Gordon Pollock QC, appearing for Deloitte, said: ‘Despite the fact the Bank recognised time and again – you see it in documents again and again and again – that the only satisfactory route for protection of depositors was for the bank to undertake supervision themselves, the golden thread of its policy was an absolute determination not to take over supervision of BCCI.’
Deloitte is seeking £1bn in damages from the Bank of England for creditors of BCCI, which collapsed in 1991 owing £5.1bn. Former Bank of England governor Sir Eddie George is expected to give evidence in the case.
Addressing the court, Pollock said that senior officials at the Bank of England knew that BCCI’s own internal supervision was weak. ‘They knew before licensing that BCCI was very dangerously supervised. That necessarily involved an unquantifiable but very obvious risk,’ he said.
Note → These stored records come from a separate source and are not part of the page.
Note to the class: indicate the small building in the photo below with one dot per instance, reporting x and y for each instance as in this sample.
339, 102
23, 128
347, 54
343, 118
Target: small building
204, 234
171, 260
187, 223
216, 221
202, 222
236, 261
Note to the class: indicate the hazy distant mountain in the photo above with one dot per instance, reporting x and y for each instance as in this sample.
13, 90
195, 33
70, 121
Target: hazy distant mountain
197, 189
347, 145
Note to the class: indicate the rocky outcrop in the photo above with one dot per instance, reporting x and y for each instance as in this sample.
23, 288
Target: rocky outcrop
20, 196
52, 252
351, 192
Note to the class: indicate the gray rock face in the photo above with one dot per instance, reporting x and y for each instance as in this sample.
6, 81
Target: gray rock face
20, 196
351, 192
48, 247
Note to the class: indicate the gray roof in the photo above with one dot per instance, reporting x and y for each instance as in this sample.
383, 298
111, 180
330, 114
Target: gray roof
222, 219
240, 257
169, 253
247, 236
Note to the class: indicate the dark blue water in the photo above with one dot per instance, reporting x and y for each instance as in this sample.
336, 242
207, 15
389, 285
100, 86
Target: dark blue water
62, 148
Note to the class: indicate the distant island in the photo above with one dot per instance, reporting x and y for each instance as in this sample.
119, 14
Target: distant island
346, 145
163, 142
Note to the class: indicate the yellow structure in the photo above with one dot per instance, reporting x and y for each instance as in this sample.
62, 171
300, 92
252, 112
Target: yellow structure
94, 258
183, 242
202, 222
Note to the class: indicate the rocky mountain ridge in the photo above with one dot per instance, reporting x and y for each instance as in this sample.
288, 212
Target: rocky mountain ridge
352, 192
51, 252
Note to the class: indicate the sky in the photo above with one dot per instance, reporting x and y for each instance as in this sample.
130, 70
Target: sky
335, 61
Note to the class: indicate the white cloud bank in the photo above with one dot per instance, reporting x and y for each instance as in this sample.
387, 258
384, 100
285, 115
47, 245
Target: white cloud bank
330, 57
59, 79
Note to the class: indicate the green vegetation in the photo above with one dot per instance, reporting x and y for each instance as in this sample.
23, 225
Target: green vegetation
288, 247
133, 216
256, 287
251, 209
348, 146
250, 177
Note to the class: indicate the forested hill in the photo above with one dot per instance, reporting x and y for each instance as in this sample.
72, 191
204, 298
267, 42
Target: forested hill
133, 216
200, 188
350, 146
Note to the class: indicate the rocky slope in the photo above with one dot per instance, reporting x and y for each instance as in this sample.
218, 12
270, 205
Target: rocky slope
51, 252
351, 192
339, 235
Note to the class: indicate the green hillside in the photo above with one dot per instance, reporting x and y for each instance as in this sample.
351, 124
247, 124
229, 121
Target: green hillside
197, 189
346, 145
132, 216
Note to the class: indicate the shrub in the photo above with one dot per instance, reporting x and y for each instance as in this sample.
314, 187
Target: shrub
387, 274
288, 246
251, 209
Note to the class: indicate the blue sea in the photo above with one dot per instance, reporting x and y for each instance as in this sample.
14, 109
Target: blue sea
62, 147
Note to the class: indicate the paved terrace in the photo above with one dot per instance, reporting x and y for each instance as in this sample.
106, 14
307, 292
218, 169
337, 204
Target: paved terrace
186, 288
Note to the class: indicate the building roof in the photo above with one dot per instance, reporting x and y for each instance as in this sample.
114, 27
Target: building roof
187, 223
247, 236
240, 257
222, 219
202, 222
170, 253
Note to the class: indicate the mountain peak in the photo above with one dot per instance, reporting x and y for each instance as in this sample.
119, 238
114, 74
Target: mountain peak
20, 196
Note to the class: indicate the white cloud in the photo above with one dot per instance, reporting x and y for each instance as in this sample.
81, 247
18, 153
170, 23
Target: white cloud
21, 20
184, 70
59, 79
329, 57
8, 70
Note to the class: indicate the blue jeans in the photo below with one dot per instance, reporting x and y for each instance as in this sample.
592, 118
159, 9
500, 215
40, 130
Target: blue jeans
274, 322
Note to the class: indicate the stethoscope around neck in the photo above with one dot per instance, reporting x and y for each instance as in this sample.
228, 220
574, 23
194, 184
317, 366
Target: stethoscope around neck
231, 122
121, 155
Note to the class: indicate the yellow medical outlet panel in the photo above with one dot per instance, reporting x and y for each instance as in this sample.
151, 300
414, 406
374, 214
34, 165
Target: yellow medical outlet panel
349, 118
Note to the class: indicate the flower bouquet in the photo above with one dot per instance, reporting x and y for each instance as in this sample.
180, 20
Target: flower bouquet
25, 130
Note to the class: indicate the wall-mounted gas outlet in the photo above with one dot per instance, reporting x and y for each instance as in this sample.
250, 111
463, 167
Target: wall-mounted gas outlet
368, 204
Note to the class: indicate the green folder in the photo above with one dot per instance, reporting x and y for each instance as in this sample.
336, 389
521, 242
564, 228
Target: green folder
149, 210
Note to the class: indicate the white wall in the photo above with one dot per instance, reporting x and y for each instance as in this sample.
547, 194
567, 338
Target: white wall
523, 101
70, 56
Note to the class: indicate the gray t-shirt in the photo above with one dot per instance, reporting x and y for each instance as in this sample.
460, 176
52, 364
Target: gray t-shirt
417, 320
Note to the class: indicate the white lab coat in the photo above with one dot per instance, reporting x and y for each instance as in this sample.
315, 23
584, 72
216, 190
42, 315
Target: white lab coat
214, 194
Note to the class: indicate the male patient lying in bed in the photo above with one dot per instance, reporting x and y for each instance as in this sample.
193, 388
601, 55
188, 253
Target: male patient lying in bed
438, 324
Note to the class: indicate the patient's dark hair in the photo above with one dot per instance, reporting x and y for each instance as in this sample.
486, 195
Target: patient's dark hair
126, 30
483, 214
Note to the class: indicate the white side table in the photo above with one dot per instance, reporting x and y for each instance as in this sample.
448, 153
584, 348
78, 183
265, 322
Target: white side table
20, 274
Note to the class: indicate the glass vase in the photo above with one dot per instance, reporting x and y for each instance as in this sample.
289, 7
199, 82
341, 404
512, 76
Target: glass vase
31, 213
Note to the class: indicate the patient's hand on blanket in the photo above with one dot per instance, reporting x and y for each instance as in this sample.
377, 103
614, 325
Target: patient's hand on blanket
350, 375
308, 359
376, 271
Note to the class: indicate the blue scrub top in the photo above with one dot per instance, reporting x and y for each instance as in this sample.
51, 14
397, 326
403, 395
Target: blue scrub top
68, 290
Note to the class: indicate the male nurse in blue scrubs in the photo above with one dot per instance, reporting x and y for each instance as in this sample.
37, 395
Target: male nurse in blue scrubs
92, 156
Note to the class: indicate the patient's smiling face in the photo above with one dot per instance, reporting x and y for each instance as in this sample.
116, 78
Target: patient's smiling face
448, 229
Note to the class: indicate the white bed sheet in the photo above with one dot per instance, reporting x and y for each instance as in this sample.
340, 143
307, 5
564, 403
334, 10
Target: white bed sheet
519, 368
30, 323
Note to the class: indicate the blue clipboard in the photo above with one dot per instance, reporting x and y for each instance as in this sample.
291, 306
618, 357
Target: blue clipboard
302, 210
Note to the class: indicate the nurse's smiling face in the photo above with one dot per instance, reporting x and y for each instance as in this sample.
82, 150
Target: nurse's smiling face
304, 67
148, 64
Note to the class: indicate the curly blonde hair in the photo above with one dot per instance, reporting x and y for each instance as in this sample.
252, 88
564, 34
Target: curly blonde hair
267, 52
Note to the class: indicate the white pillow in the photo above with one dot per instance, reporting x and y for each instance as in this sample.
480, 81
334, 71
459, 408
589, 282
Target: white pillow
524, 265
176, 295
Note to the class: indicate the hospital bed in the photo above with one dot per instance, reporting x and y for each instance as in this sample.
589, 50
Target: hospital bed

In 1998 BCCI’s auditors at the time, Price Waterhouse and Ernst & Whinney, reached settlement with Deloitte in agreeing to pay $195m (£106m) in damages between them.
‘The liquidators pursued claims in England… against former auditors, Price Waterhouse and Ernst & Whinney, alleging negligence, particularly concerning the imprudent business by the BCCI Group and the lending practices of the BCCI Group in relation to certain borrowers,’ a Deloitte statement to the DTI said. The case continues.